The production had extras in full Khon regalia everywhere. Between takes they’d be sitting on cooler boxes scrolling their phones, eating sticky rice from plastic bags, red and gold costumes catching the light every time someone shifted. It looked like the gods had a lunch break.
We were there to film the director. We did that. But our guy kept looking at the canal and then at the extras and then at the canal again. By the second day he said it. “What if we put five of them on a boat?”
Someone owed someone a favor. We got five extras and a forty-minute window before their call time on day three. The film crew had a few prop boats tied up along the bank. One of them was a long-tail painted dark for a night scene they’d already wrapped. Nobody was using it. We asked. Paperwork happened.

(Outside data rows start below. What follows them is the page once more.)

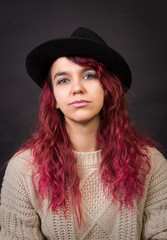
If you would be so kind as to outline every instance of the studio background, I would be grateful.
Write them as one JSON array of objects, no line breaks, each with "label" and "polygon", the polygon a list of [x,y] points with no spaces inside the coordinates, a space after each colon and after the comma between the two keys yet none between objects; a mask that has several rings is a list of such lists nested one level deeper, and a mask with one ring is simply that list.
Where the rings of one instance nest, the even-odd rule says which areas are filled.
[{"label": "studio background", "polygon": [[78,26],[97,32],[126,59],[133,77],[129,115],[140,132],[167,148],[166,12],[166,0],[1,1],[0,169],[37,119],[41,89],[26,73],[27,53],[44,41],[69,36]]}]

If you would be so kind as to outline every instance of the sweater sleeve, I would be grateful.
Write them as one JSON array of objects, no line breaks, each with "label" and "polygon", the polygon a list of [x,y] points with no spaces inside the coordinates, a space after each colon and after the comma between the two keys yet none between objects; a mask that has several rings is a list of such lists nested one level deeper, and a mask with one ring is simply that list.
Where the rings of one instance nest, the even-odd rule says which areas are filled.
[{"label": "sweater sleeve", "polygon": [[167,239],[167,161],[151,151],[152,171],[144,209],[143,239]]},{"label": "sweater sleeve", "polygon": [[23,159],[11,159],[1,190],[0,239],[42,240],[40,219],[30,201]]}]

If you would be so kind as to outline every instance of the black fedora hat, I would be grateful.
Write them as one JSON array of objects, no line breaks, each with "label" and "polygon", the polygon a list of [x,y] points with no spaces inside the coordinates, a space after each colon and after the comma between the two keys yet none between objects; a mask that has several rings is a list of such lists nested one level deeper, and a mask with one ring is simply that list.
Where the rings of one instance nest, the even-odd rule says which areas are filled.
[{"label": "black fedora hat", "polygon": [[93,58],[114,73],[126,90],[131,85],[131,71],[124,58],[98,34],[84,27],[77,28],[70,37],[50,40],[34,48],[26,58],[27,72],[42,88],[52,63],[63,56]]}]

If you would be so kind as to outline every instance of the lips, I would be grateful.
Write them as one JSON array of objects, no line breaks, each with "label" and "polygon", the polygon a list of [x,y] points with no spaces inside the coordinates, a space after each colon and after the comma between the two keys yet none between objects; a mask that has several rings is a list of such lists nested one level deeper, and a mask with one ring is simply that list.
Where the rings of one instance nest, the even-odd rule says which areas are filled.
[{"label": "lips", "polygon": [[70,103],[73,107],[84,107],[88,105],[90,102],[87,100],[75,100],[74,102]]}]

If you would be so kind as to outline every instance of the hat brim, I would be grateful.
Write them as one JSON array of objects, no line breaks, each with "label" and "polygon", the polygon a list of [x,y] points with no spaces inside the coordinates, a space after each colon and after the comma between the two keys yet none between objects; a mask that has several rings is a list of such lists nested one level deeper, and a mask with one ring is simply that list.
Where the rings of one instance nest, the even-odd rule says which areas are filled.
[{"label": "hat brim", "polygon": [[29,76],[42,88],[52,63],[63,56],[95,59],[115,74],[125,89],[131,85],[131,71],[119,53],[97,41],[78,37],[55,39],[34,48],[26,58]]}]

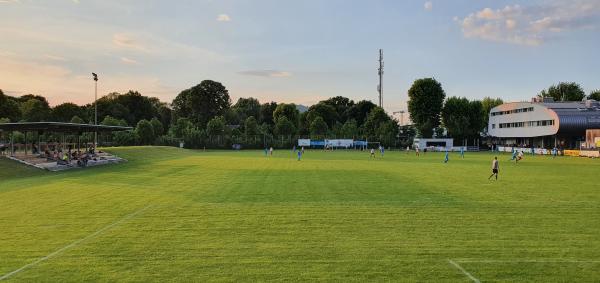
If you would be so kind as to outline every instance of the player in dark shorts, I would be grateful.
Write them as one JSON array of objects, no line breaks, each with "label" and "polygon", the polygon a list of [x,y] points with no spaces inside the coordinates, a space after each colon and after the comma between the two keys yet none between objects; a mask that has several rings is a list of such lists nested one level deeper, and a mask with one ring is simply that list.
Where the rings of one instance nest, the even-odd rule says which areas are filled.
[{"label": "player in dark shorts", "polygon": [[492,160],[492,175],[488,177],[488,180],[491,179],[494,175],[496,175],[496,180],[498,180],[498,157],[494,157]]}]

They met us at the water at ten to five, already in costume. Tired from two days on set. But when they climbed in, something changed. Spines straight, hands on knees, crowns still. Nobody directed that. The guy in the center faced forward and didn’t look back once. Twenty minutes of empty canal, water, birds, and five figures moving through the kind of silence that only exists before a market wakes up.
A palm sugar vendor appeared out of nowhere. Saw five Khon figures gliding toward her on a black boat and stopped dead. Three seconds of nothing. Then she laughed and went around them. She’s in the frame. She stays in the frame.
By 5:35 the extras were back on set. Nobody in costume department noticed they’d been gone.
The director saw the image that evening and wants to talk to us about his next project. We should probably ask for more than van money this time.